Diesem Ergebnis steht auch nicht entgegen, dass der Pächter den Kündigungsveranlasser in manchen Fällen nicht kennen wird. Auch innerhalb bestehender Miet- bzw. Pachtverhältnisse kann es durchaus zu Ungewissheiten hinsichtlich des Vertragspartners kommen, etwa im Erbfolgefall. Auf derartige Fälle nimmt § 558 BGB ebenfalls keine Rücksicht; die zügige Klärung der Rechtslage hat für den Gesetzgeber Vorrang. Im Übrigen erscheint dieses Ergebnis nicht als unangemessen, da der Verpächter zur Vermeidung seiner Inanspruchnahme von sich aus bestrebt sein wird, den Pächter auf den Veranlasser der Kündigung hinzuweisen. Selbst wenn die Kündigung nach § 9 BKGG keine Begründung erfordert, so wird der Pächter somit regelmäßig die Umstände der Kündigung rechtzeitig vor Verjährungsende in Erfahrung bringen können.

Hieran ändert auch die Verweisung des § 11 Abs. 1 Satz 3 BKGG auf die Grundsätze der Enteignungsentschädigung nichts. Dies berührt nur die Entschädigungsbemessung (Stang, a.a.O., § 11 Rz. 44) und gibt entgegen der Ansicht des Klägers für die Verjährung nichts her.

Schließlich kann der Kläger für sich auch nichts aus dem Umstand herleiten, dass der Entschädigungsanspruch nach § 11 Abs. 2 Satz 2 BKGG nicht pachtvertraglicher Natur ist. Denn wenn auch zwischen den Parteien kein Pachtverhältnis bestand, so knüpft der Anspruch doch an ein solches zwischen dem Kläger und dem Zwischenpächter an. Dies ergibt sich schon aus der Systematik des § 11 BKGG, der die Inanspruchnahme des Verpächters wie auch des Zweckveranlassers unter dem Oberbegriff der Kündigungsentschädigung zusammenfassend regelt.

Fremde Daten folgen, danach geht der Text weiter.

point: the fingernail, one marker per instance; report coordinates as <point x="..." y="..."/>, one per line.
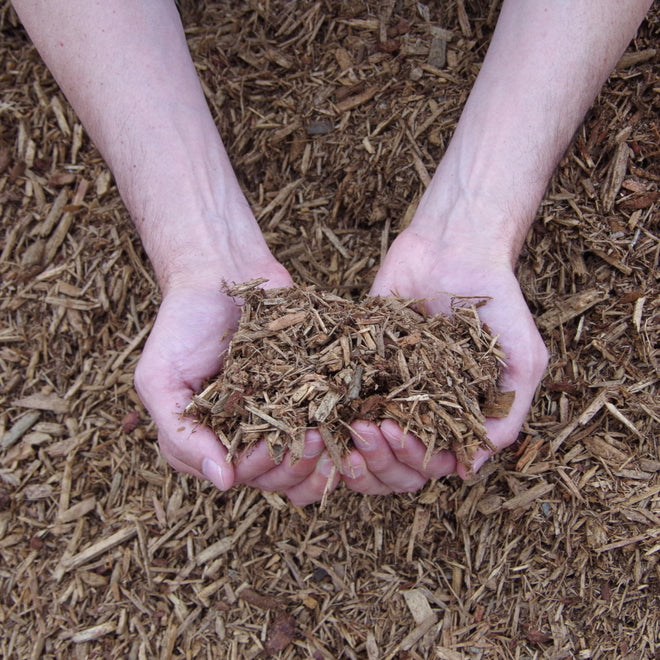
<point x="325" y="465"/>
<point x="211" y="470"/>
<point x="313" y="448"/>
<point x="354" y="471"/>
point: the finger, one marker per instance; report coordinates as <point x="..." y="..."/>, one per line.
<point x="194" y="449"/>
<point x="290" y="473"/>
<point x="412" y="452"/>
<point x="325" y="477"/>
<point x="381" y="460"/>
<point x="357" y="477"/>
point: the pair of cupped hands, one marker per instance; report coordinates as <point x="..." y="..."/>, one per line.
<point x="194" y="326"/>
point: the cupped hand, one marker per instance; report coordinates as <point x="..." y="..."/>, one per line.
<point x="415" y="267"/>
<point x="191" y="333"/>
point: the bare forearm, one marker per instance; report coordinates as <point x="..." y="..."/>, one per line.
<point x="125" y="67"/>
<point x="545" y="65"/>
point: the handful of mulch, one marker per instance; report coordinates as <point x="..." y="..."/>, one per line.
<point x="302" y="358"/>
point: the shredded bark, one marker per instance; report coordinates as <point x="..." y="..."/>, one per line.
<point x="303" y="358"/>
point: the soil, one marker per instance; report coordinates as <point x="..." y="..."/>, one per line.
<point x="551" y="551"/>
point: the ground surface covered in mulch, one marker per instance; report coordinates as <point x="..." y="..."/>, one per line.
<point x="335" y="116"/>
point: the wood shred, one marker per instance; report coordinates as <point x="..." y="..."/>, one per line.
<point x="552" y="550"/>
<point x="302" y="358"/>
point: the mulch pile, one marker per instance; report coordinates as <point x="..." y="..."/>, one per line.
<point x="335" y="114"/>
<point x="302" y="358"/>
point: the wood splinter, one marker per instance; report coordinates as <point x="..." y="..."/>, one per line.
<point x="306" y="359"/>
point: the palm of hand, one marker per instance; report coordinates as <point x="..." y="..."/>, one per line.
<point x="190" y="333"/>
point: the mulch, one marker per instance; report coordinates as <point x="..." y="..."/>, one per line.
<point x="335" y="115"/>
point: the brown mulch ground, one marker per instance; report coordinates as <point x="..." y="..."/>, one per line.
<point x="106" y="553"/>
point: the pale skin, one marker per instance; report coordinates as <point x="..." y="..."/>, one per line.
<point x="125" y="67"/>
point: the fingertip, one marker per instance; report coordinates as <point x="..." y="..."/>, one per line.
<point x="221" y="476"/>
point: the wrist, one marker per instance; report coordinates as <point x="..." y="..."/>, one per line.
<point x="471" y="224"/>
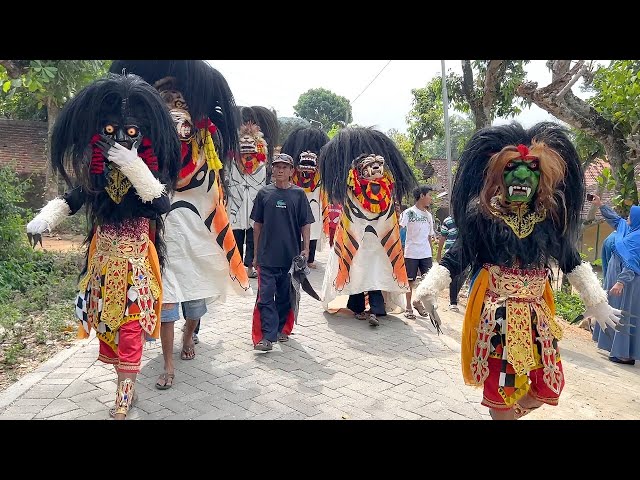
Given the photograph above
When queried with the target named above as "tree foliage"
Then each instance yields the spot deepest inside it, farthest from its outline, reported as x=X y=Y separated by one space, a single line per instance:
x=405 y=145
x=286 y=126
x=426 y=118
x=50 y=83
x=38 y=89
x=487 y=89
x=610 y=116
x=324 y=106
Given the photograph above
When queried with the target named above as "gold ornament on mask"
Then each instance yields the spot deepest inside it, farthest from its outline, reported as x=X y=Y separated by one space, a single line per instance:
x=117 y=184
x=517 y=216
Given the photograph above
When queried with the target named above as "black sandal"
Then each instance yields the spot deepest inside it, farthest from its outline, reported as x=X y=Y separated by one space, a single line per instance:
x=168 y=381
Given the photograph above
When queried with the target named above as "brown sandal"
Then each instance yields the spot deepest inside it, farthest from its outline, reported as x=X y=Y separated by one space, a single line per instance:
x=168 y=381
x=188 y=353
x=520 y=411
x=134 y=400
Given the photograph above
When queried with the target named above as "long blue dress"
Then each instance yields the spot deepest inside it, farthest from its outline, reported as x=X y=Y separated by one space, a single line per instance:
x=616 y=343
x=607 y=251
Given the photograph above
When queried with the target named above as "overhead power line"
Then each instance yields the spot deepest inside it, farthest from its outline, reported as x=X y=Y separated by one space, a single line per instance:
x=365 y=88
x=374 y=79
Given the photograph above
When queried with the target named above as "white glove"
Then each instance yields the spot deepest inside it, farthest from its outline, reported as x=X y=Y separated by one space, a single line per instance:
x=604 y=314
x=37 y=226
x=116 y=153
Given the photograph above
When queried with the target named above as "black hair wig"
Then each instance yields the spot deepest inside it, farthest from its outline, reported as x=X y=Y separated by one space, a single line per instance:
x=556 y=236
x=204 y=88
x=125 y=99
x=267 y=120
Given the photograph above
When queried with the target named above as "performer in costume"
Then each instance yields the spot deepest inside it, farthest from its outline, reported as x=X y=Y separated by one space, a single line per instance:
x=245 y=176
x=118 y=135
x=303 y=144
x=363 y=170
x=517 y=199
x=203 y=261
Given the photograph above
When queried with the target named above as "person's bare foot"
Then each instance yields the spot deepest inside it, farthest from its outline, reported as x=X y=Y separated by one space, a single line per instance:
x=188 y=348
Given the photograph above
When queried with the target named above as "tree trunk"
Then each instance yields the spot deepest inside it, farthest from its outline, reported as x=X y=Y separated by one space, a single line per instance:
x=51 y=178
x=563 y=104
x=481 y=106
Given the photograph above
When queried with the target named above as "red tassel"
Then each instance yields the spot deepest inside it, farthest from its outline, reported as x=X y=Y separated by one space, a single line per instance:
x=147 y=154
x=185 y=150
x=524 y=152
x=187 y=169
x=97 y=157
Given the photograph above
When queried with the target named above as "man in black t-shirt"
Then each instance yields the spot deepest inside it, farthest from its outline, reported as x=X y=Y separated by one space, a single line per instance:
x=281 y=214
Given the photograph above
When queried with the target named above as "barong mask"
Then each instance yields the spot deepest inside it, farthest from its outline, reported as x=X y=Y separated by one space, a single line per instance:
x=370 y=167
x=178 y=108
x=308 y=164
x=521 y=176
x=121 y=121
x=371 y=185
x=253 y=148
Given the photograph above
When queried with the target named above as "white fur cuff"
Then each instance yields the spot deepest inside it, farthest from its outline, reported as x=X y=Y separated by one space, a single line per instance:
x=436 y=279
x=147 y=186
x=54 y=212
x=586 y=282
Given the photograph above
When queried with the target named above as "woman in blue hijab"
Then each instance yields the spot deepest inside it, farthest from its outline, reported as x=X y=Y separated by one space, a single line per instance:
x=622 y=281
x=607 y=250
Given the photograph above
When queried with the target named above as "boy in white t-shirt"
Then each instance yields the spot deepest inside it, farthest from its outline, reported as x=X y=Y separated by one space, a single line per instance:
x=417 y=248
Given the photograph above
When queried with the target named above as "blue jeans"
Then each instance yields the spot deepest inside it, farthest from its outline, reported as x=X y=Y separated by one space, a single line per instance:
x=274 y=300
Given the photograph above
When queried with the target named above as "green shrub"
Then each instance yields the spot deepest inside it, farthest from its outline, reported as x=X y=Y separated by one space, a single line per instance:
x=12 y=216
x=568 y=305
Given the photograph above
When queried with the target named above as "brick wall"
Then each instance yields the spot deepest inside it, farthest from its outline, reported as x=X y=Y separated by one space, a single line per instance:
x=25 y=142
x=23 y=145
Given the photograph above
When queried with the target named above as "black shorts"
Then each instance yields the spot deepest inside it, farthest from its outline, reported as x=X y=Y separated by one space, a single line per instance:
x=412 y=264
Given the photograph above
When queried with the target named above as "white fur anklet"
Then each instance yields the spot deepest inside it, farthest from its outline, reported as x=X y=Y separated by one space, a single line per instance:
x=438 y=278
x=147 y=186
x=586 y=282
x=54 y=212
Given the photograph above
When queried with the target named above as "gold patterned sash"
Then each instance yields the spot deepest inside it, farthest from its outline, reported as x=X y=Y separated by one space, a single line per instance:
x=121 y=251
x=521 y=292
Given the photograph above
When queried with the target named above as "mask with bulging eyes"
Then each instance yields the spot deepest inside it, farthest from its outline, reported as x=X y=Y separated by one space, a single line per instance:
x=178 y=109
x=308 y=162
x=370 y=167
x=127 y=135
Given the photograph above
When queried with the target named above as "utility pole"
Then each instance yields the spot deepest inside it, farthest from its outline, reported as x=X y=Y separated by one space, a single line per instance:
x=447 y=136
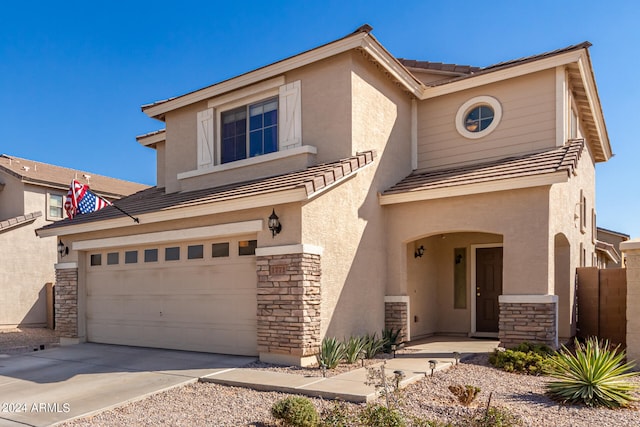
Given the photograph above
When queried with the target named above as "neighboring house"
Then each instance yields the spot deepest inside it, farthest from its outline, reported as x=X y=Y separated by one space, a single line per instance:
x=32 y=196
x=434 y=198
x=608 y=254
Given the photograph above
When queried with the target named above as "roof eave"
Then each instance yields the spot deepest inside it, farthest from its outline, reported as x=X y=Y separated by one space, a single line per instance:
x=475 y=188
x=359 y=40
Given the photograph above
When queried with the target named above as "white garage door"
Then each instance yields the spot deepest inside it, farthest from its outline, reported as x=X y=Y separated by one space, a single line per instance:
x=189 y=297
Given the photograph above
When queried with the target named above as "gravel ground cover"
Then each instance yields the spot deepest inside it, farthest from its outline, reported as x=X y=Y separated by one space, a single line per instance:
x=206 y=404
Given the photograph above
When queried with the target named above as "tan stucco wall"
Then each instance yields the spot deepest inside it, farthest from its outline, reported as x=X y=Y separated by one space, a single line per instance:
x=564 y=219
x=631 y=250
x=527 y=125
x=348 y=221
x=520 y=217
x=26 y=262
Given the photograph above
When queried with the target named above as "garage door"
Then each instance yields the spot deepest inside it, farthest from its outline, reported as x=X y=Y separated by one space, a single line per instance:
x=192 y=296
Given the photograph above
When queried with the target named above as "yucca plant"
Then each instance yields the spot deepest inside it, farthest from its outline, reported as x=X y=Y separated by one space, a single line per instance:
x=331 y=353
x=372 y=345
x=352 y=349
x=595 y=375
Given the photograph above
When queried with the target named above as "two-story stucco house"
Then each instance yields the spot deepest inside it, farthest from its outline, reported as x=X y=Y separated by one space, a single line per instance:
x=430 y=197
x=32 y=196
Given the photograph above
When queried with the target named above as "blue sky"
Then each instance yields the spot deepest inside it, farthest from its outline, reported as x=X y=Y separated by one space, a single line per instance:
x=73 y=74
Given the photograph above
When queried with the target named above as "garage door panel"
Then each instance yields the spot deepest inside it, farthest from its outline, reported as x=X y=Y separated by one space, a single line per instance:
x=198 y=307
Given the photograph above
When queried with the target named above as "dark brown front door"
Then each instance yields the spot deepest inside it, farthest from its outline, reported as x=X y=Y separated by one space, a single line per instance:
x=488 y=288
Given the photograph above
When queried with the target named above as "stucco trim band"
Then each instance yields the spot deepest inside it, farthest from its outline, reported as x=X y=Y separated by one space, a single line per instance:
x=65 y=265
x=210 y=231
x=528 y=299
x=289 y=249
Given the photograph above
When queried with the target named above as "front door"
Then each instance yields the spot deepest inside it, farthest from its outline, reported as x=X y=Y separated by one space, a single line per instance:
x=488 y=288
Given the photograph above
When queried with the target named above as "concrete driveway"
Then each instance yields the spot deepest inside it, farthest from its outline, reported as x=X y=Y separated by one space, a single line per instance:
x=47 y=387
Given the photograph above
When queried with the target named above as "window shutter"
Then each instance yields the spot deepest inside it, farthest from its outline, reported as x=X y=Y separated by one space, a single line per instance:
x=290 y=116
x=205 y=138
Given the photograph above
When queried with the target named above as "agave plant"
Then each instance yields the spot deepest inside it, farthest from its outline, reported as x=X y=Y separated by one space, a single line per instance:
x=596 y=375
x=353 y=347
x=331 y=353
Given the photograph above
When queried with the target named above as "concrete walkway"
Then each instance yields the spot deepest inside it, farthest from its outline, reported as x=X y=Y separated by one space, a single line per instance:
x=350 y=386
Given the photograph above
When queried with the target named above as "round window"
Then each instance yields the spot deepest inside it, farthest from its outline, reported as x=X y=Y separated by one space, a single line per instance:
x=478 y=117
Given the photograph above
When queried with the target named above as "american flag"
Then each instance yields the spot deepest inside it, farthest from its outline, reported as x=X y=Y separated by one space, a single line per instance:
x=80 y=200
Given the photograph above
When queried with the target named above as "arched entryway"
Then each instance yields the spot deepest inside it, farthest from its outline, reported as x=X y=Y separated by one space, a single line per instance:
x=443 y=274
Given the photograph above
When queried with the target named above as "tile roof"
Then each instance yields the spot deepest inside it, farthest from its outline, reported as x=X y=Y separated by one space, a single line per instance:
x=475 y=71
x=311 y=180
x=39 y=173
x=439 y=66
x=560 y=159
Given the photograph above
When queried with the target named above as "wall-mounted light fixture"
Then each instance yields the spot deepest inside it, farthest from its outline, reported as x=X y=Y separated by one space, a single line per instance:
x=274 y=224
x=63 y=250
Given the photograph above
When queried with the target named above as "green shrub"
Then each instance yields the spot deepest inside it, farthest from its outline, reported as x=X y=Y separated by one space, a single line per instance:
x=337 y=415
x=352 y=349
x=492 y=417
x=595 y=376
x=331 y=353
x=465 y=394
x=391 y=337
x=381 y=416
x=372 y=345
x=526 y=358
x=295 y=411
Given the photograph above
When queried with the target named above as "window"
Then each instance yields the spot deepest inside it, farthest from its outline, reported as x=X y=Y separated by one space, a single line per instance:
x=195 y=252
x=220 y=250
x=261 y=128
x=113 y=258
x=131 y=257
x=247 y=247
x=478 y=117
x=55 y=206
x=172 y=254
x=150 y=255
x=259 y=119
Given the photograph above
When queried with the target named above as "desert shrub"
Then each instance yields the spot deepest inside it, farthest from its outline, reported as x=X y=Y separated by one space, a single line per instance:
x=391 y=337
x=465 y=394
x=372 y=345
x=492 y=417
x=331 y=353
x=595 y=375
x=338 y=415
x=381 y=416
x=295 y=411
x=352 y=348
x=526 y=358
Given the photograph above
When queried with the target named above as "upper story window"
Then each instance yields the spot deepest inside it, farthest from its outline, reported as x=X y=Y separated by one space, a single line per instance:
x=242 y=138
x=478 y=117
x=55 y=207
x=250 y=122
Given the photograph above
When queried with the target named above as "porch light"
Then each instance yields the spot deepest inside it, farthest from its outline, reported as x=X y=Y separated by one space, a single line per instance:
x=432 y=365
x=62 y=249
x=274 y=224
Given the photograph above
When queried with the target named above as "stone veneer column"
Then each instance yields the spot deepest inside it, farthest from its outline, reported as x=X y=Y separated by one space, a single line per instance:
x=531 y=318
x=631 y=251
x=396 y=315
x=66 y=300
x=288 y=304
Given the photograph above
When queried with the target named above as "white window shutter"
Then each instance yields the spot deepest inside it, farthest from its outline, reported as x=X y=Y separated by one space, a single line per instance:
x=205 y=138
x=290 y=116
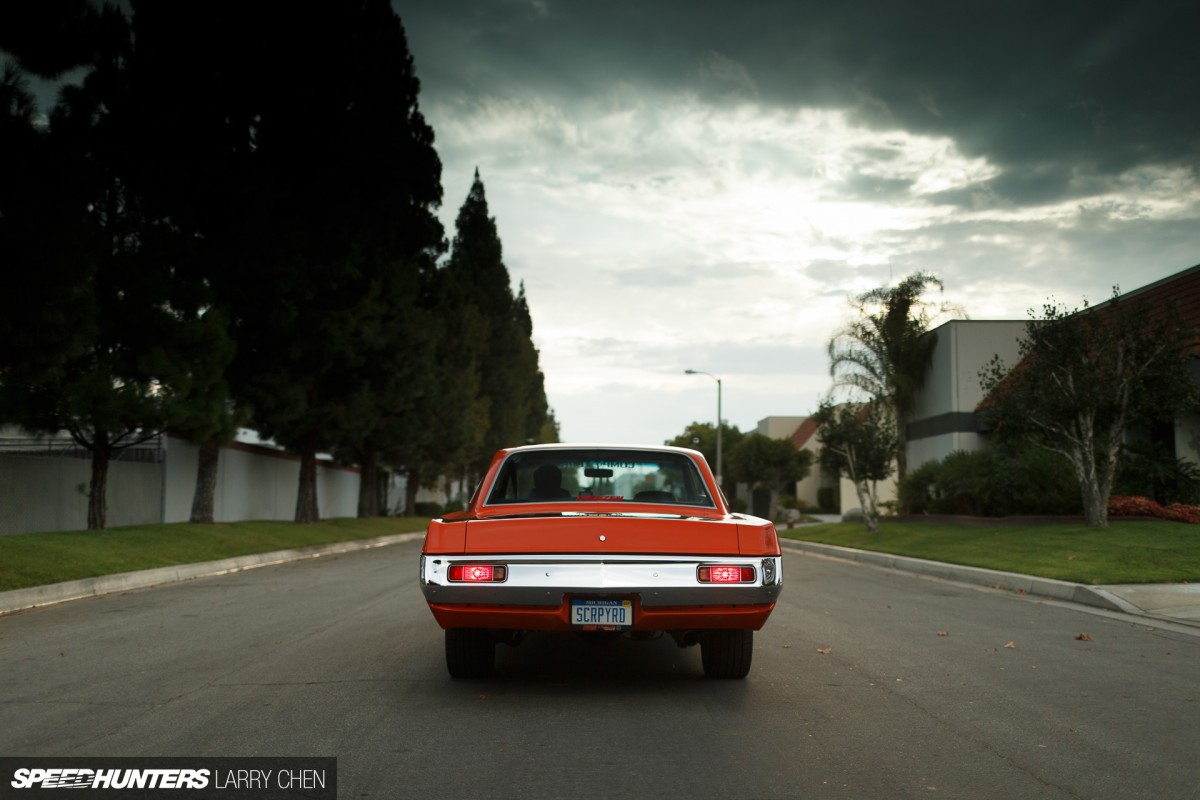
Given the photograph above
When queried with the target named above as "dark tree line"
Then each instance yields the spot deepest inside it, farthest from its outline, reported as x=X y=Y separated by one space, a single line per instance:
x=231 y=221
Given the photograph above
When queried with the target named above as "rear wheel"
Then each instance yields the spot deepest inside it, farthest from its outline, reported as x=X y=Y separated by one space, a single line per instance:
x=726 y=654
x=471 y=651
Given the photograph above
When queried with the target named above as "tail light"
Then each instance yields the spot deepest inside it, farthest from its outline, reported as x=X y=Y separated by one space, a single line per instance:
x=478 y=572
x=725 y=573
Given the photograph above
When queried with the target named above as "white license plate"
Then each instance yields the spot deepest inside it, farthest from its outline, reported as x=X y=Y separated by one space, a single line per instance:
x=603 y=613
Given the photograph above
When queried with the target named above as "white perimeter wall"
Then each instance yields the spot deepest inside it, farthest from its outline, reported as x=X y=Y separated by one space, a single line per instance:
x=49 y=493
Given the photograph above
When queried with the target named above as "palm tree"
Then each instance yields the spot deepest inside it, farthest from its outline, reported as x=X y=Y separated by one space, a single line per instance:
x=885 y=352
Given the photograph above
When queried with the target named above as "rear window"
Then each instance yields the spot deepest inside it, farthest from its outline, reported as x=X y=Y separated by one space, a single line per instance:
x=607 y=475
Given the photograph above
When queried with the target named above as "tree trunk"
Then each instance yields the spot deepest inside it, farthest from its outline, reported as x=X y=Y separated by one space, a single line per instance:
x=205 y=482
x=903 y=449
x=1096 y=507
x=369 y=483
x=411 y=487
x=306 y=495
x=97 y=491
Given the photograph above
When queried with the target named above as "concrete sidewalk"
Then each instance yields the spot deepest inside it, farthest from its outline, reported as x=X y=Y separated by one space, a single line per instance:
x=1177 y=602
x=1173 y=602
x=57 y=593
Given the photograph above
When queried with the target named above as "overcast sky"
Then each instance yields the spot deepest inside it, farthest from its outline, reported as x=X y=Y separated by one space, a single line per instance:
x=687 y=185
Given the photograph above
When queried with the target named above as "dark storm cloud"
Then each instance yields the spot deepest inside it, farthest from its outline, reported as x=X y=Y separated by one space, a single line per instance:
x=1044 y=90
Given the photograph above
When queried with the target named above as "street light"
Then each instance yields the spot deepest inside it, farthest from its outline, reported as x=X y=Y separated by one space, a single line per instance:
x=697 y=372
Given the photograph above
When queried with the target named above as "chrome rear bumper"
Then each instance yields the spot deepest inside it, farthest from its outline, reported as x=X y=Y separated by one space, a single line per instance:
x=660 y=581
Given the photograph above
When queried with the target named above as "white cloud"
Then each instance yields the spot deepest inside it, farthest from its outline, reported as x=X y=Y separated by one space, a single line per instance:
x=658 y=233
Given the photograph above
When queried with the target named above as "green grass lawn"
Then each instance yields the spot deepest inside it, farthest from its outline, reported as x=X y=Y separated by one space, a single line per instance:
x=1125 y=552
x=36 y=559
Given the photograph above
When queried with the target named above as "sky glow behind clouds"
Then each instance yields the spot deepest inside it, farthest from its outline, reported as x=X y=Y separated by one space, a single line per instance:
x=702 y=185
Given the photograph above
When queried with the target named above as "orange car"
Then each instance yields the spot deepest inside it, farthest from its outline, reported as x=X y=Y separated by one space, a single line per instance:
x=601 y=540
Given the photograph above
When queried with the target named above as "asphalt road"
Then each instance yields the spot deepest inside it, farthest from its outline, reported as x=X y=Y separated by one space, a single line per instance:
x=865 y=684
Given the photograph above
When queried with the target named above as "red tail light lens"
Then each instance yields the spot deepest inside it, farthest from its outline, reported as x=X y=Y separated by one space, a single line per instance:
x=725 y=573
x=478 y=572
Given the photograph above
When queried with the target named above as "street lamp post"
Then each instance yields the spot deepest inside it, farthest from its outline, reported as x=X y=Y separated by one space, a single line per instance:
x=697 y=372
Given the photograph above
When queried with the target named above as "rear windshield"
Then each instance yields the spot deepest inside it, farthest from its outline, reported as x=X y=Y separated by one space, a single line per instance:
x=611 y=475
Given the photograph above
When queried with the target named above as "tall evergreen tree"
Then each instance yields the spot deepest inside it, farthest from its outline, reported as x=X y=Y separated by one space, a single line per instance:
x=883 y=353
x=311 y=182
x=493 y=337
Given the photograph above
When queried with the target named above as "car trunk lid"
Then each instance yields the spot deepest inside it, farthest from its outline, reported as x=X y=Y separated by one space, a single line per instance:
x=658 y=534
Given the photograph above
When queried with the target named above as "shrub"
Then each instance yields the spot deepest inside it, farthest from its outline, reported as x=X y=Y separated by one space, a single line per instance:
x=996 y=481
x=1134 y=506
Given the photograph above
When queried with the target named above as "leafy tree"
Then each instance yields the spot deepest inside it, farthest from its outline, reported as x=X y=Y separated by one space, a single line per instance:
x=1084 y=378
x=885 y=352
x=771 y=463
x=102 y=358
x=858 y=441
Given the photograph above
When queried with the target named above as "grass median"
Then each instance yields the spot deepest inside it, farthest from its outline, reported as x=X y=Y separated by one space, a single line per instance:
x=37 y=559
x=1125 y=552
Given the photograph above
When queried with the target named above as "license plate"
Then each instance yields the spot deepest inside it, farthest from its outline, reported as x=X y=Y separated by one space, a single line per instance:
x=603 y=613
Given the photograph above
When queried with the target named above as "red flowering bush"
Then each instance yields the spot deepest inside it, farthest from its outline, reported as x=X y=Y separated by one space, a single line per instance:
x=1123 y=506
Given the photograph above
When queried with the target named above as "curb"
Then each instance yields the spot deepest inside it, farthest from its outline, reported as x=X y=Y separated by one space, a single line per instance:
x=18 y=600
x=1075 y=593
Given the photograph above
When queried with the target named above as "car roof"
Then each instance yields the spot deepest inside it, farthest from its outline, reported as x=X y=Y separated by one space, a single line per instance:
x=568 y=445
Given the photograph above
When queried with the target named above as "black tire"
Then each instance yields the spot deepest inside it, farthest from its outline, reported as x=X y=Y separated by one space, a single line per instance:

Obwohl die Kündigungsentschädigung nach § 11 Abs. 2 Satz 2 BKGG Gemeinsamkeiten mit der Enteignungsentschädigung aufweist und diese Parallele durch die Verweisung in § 11 Abs. 1 Satz 3 BKGG noch unterstrichen wird, so handelt es sich doch um zwei verschiedene Rechtsinstitute, da § 11 Abs. 2 Satz 2 BKGG eben an ein rechtsgeschäftliches Handeln einer Vertragspartei -- des Verpächters -- anknüpft und nicht an einen Hoheitsakt in Gestalt einer Enteignung. Wenngleich das Pachtvertragsende auf das Handelnder Öffentlichen Hand zurück geht, so ändert dies doch nichts daran, dass es erst durch die Kündigungserklärung des Verpächters eintritt. Dieser Umstand ist auch bei der Anwendung des § 558 BGB zu beachten. Dem entspricht es, dass die mietvertragliche Verjährungsfrist analog auch auf gesetzliche Ersatzansprüche Anwendung findet (vgl. Weidenkaff in Palandt, a.a.O., § 558 Rz. 7; BGH NJW 1986, S. 254).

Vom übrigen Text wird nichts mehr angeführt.